A quarter of a million salmon fry are being released into Speyside burns in an effort to boost stock numbers.
The Spey Fishery Board has reared eggs until they hatch in order to increase the amount of adults returning every year.
Salmon catches on the river reached an eight-year high last year.
However, concerns have been raised by anglers and ghillies that stocks could be about to take a hit due to storms.
Spey Fishery Board biologist Brian Shaw said: “It was good to record that fry numbers had recovered well in 2017 compared to the low counts in 2016.
“The devastating effects of Storm Frank scoured out many of the salmon spawning nests in tributaries such as the River Avon and in the lower Spey.
“As anticipated, the salmon parr counts were lower in affected areas, although off-set to some extent by the quality of the parr remaining.”
Fry bred in a hatchery have now been released into burns leading into the Spey.

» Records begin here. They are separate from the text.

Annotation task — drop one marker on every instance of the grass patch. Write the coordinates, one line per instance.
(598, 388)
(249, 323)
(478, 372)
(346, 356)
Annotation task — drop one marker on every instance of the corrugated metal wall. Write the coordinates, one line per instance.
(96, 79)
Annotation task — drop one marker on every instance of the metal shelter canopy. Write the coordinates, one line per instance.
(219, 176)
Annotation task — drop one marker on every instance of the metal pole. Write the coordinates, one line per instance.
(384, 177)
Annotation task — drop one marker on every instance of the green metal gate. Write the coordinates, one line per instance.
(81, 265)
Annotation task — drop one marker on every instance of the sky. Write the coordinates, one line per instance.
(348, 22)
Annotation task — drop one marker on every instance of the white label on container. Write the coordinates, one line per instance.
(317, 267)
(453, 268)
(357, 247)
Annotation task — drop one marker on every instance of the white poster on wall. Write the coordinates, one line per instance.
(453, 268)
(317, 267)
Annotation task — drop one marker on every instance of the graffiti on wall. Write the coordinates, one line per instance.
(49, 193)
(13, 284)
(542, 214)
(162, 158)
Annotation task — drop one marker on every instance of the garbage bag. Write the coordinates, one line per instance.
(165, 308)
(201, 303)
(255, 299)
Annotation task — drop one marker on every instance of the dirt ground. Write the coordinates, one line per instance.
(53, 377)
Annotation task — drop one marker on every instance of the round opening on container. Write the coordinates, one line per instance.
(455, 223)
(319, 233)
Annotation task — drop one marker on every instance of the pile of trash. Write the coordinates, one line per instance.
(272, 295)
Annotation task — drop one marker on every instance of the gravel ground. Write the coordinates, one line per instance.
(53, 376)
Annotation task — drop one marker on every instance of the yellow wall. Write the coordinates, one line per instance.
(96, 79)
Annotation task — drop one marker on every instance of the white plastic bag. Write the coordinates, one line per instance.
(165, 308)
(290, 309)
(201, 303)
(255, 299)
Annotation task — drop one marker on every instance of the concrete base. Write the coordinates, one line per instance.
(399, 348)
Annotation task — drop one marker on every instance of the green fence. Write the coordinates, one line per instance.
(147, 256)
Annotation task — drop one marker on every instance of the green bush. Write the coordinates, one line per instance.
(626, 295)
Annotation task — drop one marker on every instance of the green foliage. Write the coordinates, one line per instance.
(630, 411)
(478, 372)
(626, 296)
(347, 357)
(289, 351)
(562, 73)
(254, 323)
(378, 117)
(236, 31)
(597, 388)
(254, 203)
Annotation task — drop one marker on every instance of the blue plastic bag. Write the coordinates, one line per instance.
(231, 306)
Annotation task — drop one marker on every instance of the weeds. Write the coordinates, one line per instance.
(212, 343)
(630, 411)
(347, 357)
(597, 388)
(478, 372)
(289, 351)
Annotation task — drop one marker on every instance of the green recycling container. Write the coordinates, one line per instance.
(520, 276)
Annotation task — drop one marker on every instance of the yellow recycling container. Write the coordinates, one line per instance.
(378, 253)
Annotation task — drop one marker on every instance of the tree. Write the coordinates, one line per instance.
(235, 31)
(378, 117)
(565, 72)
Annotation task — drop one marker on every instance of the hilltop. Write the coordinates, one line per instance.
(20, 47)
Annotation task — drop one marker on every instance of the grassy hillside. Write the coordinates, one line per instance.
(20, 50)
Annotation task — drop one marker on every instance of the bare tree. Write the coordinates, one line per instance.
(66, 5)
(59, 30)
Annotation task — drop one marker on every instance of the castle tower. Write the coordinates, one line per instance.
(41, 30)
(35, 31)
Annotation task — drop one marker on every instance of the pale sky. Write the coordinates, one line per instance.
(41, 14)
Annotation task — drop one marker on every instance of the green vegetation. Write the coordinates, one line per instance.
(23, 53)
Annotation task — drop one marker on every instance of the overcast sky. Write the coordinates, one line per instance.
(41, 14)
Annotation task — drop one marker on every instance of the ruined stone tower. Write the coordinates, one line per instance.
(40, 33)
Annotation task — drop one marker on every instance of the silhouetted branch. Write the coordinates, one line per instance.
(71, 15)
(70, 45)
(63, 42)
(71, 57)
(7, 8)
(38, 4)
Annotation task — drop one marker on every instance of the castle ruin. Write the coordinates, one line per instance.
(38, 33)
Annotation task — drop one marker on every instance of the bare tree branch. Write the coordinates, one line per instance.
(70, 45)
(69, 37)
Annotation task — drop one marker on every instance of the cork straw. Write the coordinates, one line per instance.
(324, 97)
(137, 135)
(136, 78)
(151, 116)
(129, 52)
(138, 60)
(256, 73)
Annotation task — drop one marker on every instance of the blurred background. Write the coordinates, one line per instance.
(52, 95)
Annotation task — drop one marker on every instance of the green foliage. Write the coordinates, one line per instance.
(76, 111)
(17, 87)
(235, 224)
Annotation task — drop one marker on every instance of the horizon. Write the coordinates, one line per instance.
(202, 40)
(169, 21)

Eggs stripped from fish in November have been kept in incubators until they hatch about three months later.
The new-borns are then reared in tanks before being returned to rivers where their parents had been captured from initially.
A total of 250,000 will enter the water during this month with that number expected to increase to 330,000 next year.
The Tommore Burn at Ballindalloch and Ringorm Burn at Craigellachie have been stocked with fry above man-made obstacles, including distillery weirs and road culverts, in an effort to reduce the impact of them.
It is estimated that fishing on Speyside contributes about £12million a year to the local economy.
Spey Fishery Board director Roger Knight said: “We have taken on board the very real concerns raised by our ghillies and the anglers who travel so far to fish this magnificent river.
“As a result, the board is planning to increase its stocking next year to just over 330,000 fed fry, which is an increase of more than 30% in comparison to the numbers we are stocking this year.
“We shall be applying to the Scottish Government for a licence to catch the appropriate numbers of adult salmon as broodstock.
“We hope this sends a strong signal to the angling community of our commitment to maximising the River Spey’s return.”